In 1852, he was interested in research in animal and human feeding in promoting the use of calcium phosphate. This application was heavily supported by Chevreul at the Académie des Sciences.

From 1854 to 1860, Mège worked on bread production. His new procedure was more complicated than the current one but it improved the yield of the final product by 14%. However, it seems that his procedure was practically adopted only by the French army. For this work, he received a gold medal and the Légion d’honneur from Napoléon III on 23 february 1861.

After having a son, Hippolyte René, with Elisabeth Bance in 1855, he married this woman in 1861. She died in 1865 and was burried in the Père Lachaise cimetery in Paris.

After 1862, Mège worked exclusively on fat processing. We do not know the origin of this fertile orientation which ended with the famous patent concerning margarine accepted on 20 october 1869 in Paris (N° 86480): “Demande d’un brevet d’invention de quinze ans pour la production de certains corps gras d’origine animale” . Mège won a prize  for the discovery of a new fat product after the French government promised a reward to anyone who might discover a process for manufacturing a satisfactory substitute for butter.
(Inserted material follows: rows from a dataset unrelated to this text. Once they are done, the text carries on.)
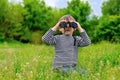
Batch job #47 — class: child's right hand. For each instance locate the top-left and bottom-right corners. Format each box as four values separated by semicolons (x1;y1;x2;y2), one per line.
52;20;65;31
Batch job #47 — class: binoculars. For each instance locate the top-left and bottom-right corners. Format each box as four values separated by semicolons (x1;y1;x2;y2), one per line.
59;22;77;28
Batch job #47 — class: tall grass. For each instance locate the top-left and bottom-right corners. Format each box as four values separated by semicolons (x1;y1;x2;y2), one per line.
0;42;120;80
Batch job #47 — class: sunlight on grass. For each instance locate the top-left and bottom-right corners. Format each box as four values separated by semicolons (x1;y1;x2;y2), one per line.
0;42;120;80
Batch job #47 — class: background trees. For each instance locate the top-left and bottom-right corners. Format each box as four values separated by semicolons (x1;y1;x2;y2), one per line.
93;0;120;42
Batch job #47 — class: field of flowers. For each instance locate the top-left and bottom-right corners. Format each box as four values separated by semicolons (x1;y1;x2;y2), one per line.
0;42;120;80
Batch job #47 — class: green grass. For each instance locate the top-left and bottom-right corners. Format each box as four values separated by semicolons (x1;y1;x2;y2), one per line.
0;42;120;80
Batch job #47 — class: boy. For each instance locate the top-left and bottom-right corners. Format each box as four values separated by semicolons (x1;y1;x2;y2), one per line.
42;15;91;72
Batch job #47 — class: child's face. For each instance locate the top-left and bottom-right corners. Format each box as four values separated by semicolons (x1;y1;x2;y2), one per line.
60;24;74;36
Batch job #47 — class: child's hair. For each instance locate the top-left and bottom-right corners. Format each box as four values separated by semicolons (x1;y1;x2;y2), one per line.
59;15;75;21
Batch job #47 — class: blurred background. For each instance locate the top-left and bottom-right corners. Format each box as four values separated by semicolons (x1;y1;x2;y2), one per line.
0;0;120;44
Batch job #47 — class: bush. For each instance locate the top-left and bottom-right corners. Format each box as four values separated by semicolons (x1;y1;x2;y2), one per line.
94;15;120;42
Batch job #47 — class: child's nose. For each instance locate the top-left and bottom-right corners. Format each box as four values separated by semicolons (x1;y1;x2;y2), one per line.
67;24;69;27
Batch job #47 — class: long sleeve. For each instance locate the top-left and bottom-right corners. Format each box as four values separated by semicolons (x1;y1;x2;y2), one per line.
42;29;56;45
76;31;91;47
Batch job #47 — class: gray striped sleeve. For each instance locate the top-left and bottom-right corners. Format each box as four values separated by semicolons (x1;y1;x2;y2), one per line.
76;31;91;47
42;29;56;45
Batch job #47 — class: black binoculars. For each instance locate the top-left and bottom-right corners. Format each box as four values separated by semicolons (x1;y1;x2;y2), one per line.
59;22;77;28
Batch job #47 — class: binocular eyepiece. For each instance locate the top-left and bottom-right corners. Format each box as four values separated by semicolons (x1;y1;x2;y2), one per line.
59;22;78;28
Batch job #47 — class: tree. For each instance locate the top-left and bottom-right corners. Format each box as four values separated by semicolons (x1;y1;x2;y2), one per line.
0;0;8;41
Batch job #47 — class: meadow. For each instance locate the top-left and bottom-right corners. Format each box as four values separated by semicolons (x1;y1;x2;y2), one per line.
0;41;120;80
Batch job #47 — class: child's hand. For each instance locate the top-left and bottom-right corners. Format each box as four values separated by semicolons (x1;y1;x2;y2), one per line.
52;20;65;31
76;22;84;32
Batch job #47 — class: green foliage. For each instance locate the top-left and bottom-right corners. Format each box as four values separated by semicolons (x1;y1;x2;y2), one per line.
94;16;120;42
0;42;120;80
24;0;53;31
102;0;120;15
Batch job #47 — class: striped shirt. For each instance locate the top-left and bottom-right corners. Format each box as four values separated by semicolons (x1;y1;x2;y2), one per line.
42;29;91;69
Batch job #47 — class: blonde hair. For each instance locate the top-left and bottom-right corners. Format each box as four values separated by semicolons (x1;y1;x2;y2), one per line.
59;15;75;21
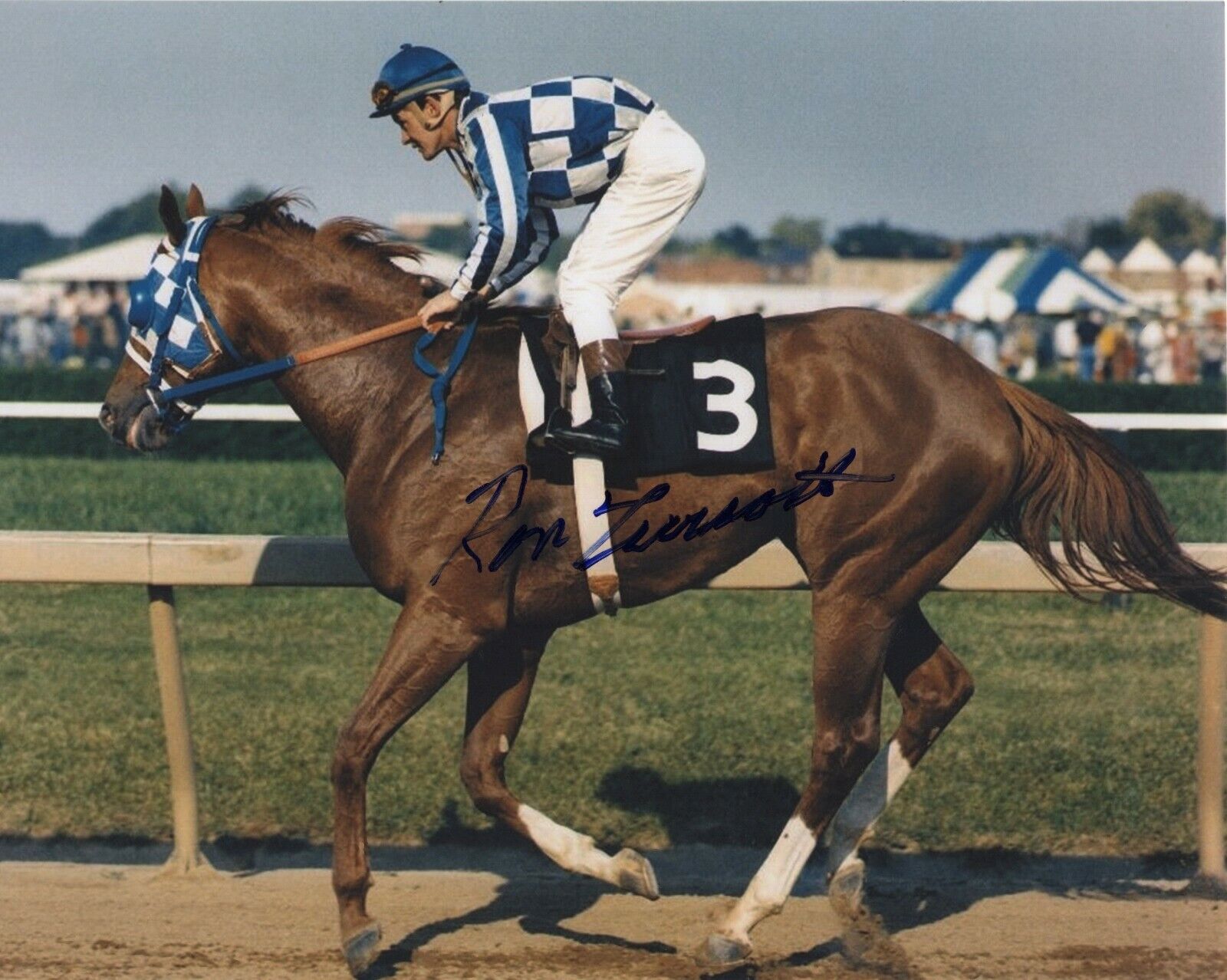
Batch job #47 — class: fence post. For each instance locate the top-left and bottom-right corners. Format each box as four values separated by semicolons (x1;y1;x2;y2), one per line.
149;585;212;874
1192;616;1227;894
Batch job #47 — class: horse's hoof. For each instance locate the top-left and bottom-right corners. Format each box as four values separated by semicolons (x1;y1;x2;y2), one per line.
696;932;753;970
827;857;865;919
614;847;660;902
341;922;383;976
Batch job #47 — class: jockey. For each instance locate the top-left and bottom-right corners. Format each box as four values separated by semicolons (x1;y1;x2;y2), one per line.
370;44;706;455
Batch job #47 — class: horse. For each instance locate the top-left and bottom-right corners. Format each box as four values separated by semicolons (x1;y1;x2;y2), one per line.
100;186;1227;976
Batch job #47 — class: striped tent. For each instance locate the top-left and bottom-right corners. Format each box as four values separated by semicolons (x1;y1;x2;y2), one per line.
906;248;1129;323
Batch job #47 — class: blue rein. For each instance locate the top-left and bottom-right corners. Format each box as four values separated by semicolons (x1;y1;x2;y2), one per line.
413;315;477;466
129;219;477;465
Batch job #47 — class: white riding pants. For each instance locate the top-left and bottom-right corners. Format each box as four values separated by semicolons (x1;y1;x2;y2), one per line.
557;108;707;347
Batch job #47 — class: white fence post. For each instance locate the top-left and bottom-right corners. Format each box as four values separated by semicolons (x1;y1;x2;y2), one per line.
1192;616;1227;896
149;585;212;874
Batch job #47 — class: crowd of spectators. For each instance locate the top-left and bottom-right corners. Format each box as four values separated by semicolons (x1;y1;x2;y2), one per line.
0;283;127;368
922;311;1227;384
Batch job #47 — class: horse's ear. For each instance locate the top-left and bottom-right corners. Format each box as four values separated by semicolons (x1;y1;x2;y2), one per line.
188;184;205;221
157;184;188;245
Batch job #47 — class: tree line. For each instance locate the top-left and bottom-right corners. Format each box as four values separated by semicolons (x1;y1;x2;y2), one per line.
0;186;1223;278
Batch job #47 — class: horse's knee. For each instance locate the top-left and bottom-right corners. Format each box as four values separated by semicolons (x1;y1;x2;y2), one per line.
329;728;370;790
900;660;975;731
810;718;881;782
460;757;512;818
900;648;975;765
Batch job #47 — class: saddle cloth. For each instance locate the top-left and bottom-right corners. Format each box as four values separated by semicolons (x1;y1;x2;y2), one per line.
519;314;775;488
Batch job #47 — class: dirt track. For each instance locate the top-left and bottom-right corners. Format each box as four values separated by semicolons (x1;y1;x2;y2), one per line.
0;847;1227;980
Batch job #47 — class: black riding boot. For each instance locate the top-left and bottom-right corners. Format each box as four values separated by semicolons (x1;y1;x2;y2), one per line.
544;340;628;456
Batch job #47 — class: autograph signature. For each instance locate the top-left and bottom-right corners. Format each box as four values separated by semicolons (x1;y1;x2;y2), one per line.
431;449;894;585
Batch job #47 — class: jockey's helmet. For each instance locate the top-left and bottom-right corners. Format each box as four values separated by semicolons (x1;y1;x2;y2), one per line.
370;44;469;119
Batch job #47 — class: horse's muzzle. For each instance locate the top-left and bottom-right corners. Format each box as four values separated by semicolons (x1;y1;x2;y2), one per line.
98;397;174;452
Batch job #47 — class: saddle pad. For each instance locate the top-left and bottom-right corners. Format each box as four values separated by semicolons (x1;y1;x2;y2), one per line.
520;314;775;487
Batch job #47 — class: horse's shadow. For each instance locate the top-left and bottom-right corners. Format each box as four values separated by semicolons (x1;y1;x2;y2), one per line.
363;874;677;980
366;768;1189;980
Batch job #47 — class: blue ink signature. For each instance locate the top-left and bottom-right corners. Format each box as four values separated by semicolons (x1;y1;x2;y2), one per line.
431;449;894;585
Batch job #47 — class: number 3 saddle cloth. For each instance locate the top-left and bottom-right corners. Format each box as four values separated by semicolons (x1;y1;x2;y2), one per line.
519;314;775;488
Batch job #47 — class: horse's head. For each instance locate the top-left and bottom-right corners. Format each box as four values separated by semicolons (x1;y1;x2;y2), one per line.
98;184;245;452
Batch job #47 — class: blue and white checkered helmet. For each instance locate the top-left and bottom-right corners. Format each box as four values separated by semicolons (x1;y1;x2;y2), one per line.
370;44;469;119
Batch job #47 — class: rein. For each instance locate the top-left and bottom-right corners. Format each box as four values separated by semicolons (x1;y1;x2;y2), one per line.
129;219;477;465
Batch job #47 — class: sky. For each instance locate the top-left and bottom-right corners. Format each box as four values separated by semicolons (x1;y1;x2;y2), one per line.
0;0;1225;237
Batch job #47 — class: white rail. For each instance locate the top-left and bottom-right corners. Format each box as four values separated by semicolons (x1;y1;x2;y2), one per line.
0;401;1227;432
0;531;1227;890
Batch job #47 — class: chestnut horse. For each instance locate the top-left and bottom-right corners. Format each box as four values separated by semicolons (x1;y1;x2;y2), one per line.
100;188;1227;975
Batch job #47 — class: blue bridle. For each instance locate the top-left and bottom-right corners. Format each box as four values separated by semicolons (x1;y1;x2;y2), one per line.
127;217;477;464
127;219;248;432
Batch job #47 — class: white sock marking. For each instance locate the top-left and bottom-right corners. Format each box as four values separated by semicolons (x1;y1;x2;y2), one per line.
827;738;912;874
519;804;618;884
720;817;817;942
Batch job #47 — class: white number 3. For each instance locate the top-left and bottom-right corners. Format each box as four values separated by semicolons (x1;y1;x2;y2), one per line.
695;360;758;452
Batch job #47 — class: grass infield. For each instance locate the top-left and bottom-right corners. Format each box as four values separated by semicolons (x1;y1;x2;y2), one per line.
0;458;1227;853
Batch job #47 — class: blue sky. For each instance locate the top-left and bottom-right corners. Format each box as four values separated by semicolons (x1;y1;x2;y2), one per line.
0;2;1225;235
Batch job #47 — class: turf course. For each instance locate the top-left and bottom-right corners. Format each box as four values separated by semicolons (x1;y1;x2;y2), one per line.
0;458;1227;853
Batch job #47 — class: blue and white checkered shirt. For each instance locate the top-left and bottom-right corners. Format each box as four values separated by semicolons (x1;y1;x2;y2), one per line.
452;75;655;299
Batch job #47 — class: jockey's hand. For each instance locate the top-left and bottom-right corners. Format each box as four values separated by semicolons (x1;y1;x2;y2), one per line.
417;293;462;334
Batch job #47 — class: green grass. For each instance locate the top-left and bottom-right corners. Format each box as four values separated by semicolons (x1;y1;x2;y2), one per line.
0;587;1196;853
0;456;1227;853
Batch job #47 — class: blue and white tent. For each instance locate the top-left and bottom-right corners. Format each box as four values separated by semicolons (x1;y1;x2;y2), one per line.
906;248;1130;323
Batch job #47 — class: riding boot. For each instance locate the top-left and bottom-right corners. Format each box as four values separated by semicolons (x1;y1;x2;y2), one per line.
544;340;628;456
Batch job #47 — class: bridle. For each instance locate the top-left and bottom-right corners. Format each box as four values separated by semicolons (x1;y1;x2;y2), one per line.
125;217;477;464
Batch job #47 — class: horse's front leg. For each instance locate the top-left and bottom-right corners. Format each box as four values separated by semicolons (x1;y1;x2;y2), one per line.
333;607;481;976
460;633;660;899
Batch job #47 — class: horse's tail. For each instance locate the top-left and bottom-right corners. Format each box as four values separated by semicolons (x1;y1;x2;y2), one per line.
994;378;1227;620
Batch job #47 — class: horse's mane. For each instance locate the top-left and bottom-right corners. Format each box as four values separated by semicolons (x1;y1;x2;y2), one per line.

In the Imperial farm of the Faisanderie in Vincennes, he observed that fasting cows produced milk and, thus, deduced that butter fat should be first formed in animal tissues. From this erroneous hypothesis, he processed beef tallow until he obtained a liquid fat, oleo-margarine (from the name margaric acid given by Chevreul in 1813 to a mixture of palmitic and stearic acids) which after mixing with skimmed milk gave a solid product first named “beurre économique” and later “margarine Mouriès” less expensive and more stable than butter. In 1871, Mège sold his invention to the Dutch firm Jurgens for 60,000 Francs. While his work on bread processing gave him a notoriety during his life, the invention of margarine will remain his most famous contribution for the future generations.

Mège obtained in 1875 a patent (N° 109792) for beef canning and lastly in 1880 a patent (N° 128721) for the use of sea water salt in human nutrition.

Mège died on 31 may 1880 from a liver disease and was burried in the Père Lachaise cimetery. It is said that only a newspaper from his birthplace honoured his death.